Use --candidate-model when the candidate is already quantized or lives at a different model path:

python -m vllm_omni.quantization.tools.compare_diffusion_trajectory_similarity \
  --task t2i \
  --reference-model Qwen/Qwen-Image \
  --candidate-model /path/to/qwen-image-fp8-checkpoint \
  --prompt "a cup of coffee on the table" \
  --height 512 --width 512 \
  --num-inference-steps 20 \
  --seed 142 \
  --output-json /tmp/qwen_image_fp8_checkpoint_similarity/result.json

If the checkpoint does not include a loadable quantization config, pass one explicitly:

--candidate-quantization-config-json '{"method":"fp8"}'

Output Metrics

The output JSON includes output_metrics, reference_generation, and candidate_generation.

Metric Direction Meaning
cosine_similarity Higher is better Vector direction similarity between output pixels or frames. Useful as a broad sanity check.
mae Lower is better Mean absolute pixel or frame error. For decoded outputs, values are in uint8 pixel units.
mse / rmse Lower is better Squared error and its square root. These penalize localized large differences more than mae.
max_abs Lower is better Worst single-element absolute error. Treat it as an outlier/debug signal, not as a release gate.
l2 / relative_l2 Lower is better Absolute and reference-normalized L2 distance. relative_l2 is easier to compare across resolutions.
psnr_db Higher is better Pixel-space signal-to-noise ratio in dB for uint8 images or frames.
avg_generation_time_s Lower is better Average wall-clock generation time across measured runs.
max_peak_memory_mb Lower is better Maximum worker-reported peak device memory across measured runs, when the worker reports it.

Recommended starting thresholds for same-seed diffusion comparisons:

Metric Smoke threshold Stricter target Notes
psnr_db >= 20.0 >= 25.0 Good for quick image or frame regression checks.
mae <= 12.0 <= 6.0 Interpreted in decoded uint8 pixel units.
cosine_similarity >= 0.98 >= 0.995 Less sensitive to global scale than L2-style metrics.
relative_l2 <= 0.20 <= 0.08 Useful when comparing across prompts or resolutions.

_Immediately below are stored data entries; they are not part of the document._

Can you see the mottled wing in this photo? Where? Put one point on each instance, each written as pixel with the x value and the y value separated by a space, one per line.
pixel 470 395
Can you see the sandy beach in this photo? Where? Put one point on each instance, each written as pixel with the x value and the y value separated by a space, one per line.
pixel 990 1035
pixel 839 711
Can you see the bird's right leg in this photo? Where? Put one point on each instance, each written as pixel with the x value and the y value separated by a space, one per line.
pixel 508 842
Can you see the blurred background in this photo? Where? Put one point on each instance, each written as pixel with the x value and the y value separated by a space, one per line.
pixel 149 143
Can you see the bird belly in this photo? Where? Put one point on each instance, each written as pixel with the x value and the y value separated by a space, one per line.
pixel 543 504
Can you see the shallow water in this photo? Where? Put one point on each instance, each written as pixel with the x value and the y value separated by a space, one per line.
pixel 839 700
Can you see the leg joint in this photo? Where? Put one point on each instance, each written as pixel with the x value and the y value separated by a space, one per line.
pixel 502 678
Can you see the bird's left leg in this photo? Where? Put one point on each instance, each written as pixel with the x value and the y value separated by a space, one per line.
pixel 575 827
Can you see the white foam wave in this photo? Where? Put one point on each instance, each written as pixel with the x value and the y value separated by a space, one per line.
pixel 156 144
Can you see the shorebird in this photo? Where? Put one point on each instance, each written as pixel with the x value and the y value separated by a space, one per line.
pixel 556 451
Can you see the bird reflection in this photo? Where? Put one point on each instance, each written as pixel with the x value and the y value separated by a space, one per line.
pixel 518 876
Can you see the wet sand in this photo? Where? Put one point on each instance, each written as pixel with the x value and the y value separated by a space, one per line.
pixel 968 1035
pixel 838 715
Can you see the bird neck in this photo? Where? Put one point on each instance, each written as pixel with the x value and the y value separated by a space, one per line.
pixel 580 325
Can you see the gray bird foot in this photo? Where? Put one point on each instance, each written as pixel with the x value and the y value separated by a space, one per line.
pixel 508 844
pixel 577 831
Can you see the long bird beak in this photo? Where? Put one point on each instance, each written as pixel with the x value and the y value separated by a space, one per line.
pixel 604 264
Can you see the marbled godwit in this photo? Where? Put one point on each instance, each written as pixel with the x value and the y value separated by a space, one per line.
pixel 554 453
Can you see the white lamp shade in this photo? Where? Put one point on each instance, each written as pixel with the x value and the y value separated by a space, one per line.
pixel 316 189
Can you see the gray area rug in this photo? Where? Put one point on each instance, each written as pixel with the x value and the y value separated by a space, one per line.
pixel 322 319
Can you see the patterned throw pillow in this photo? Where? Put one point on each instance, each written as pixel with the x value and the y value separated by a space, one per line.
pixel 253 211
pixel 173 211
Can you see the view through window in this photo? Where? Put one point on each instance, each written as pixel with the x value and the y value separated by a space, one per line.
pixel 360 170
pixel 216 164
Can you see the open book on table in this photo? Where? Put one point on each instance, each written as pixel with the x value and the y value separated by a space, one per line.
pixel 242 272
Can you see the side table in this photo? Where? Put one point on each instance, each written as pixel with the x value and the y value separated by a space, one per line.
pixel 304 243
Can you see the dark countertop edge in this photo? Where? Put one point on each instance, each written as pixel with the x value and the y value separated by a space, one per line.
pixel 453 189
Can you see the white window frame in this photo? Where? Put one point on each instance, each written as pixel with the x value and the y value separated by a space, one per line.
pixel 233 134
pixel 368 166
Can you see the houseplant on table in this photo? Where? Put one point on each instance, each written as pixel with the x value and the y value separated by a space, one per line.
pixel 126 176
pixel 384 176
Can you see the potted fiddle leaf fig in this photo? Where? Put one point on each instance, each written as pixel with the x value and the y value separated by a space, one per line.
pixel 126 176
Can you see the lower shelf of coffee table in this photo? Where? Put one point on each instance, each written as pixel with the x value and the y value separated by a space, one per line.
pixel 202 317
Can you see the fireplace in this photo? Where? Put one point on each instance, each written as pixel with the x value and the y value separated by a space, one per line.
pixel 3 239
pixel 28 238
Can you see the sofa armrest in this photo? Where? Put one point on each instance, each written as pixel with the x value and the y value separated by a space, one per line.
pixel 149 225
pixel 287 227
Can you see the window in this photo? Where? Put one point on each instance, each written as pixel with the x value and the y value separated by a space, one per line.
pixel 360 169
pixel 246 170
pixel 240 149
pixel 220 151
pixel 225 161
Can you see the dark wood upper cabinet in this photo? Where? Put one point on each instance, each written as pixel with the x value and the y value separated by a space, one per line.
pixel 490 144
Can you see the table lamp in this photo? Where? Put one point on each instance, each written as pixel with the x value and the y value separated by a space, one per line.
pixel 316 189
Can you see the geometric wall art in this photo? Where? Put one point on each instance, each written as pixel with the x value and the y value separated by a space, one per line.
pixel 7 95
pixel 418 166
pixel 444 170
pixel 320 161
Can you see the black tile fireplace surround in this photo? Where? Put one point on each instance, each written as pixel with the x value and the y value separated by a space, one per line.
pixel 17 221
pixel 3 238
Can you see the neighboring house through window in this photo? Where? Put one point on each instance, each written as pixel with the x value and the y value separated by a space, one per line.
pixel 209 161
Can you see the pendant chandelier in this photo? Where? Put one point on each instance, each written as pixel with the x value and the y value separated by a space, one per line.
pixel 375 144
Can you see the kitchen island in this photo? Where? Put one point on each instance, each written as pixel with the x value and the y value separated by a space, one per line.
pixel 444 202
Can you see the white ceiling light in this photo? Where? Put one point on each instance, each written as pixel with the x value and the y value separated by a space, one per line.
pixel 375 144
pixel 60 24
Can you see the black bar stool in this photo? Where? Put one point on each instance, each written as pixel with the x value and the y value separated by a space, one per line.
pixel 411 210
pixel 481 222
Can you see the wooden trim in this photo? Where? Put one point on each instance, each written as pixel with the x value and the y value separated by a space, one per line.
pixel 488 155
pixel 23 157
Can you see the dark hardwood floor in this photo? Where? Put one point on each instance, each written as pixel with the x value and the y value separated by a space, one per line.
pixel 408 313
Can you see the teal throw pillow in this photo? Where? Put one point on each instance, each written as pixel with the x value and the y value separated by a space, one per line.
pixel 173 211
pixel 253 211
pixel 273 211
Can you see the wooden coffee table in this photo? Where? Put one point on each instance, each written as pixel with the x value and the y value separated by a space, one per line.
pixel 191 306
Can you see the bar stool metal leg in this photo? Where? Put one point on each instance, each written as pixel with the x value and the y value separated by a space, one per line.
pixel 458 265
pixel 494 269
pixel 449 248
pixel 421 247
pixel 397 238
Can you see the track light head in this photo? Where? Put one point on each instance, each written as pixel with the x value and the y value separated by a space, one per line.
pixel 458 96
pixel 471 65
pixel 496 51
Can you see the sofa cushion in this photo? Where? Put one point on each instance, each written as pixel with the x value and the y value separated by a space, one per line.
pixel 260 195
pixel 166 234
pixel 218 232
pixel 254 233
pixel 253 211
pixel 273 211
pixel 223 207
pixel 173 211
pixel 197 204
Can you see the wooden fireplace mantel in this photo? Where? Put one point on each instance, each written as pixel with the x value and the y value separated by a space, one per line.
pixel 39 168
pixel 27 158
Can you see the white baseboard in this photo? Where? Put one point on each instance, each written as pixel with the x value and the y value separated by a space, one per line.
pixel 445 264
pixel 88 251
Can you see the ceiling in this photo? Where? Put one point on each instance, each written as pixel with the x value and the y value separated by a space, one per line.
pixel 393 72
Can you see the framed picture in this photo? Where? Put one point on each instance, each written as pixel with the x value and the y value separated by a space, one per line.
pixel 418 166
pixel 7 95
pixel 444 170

These thresholds are heuristics. Tune them by model family, task, resolution, quantization method, and deployment tolerance. For release gating, pair the numeric report with visual inspection of saved reference and candidate outputs.

The tool intentionally reports separate quality, latency, and memory metrics instead of a single consolidated similarity score. A single score can hide important tradeoffs, for example a candidate with good PSNR but a meaningful memory regression, or a candidate with low average error but localized visual artifacts. If you need a project-specific pass/fail gate, define it as an explicit policy over the individual metrics.

Pixel-level metrics do not measure semantic consistency. For higher-cost evaluation, you can complement this report with a vision-language judge that describes the reference and candidate outputs and compares those descriptions. Keep that semantic check separate from this lightweight tool so users can choose whether the additional model cost and latency are appropriate.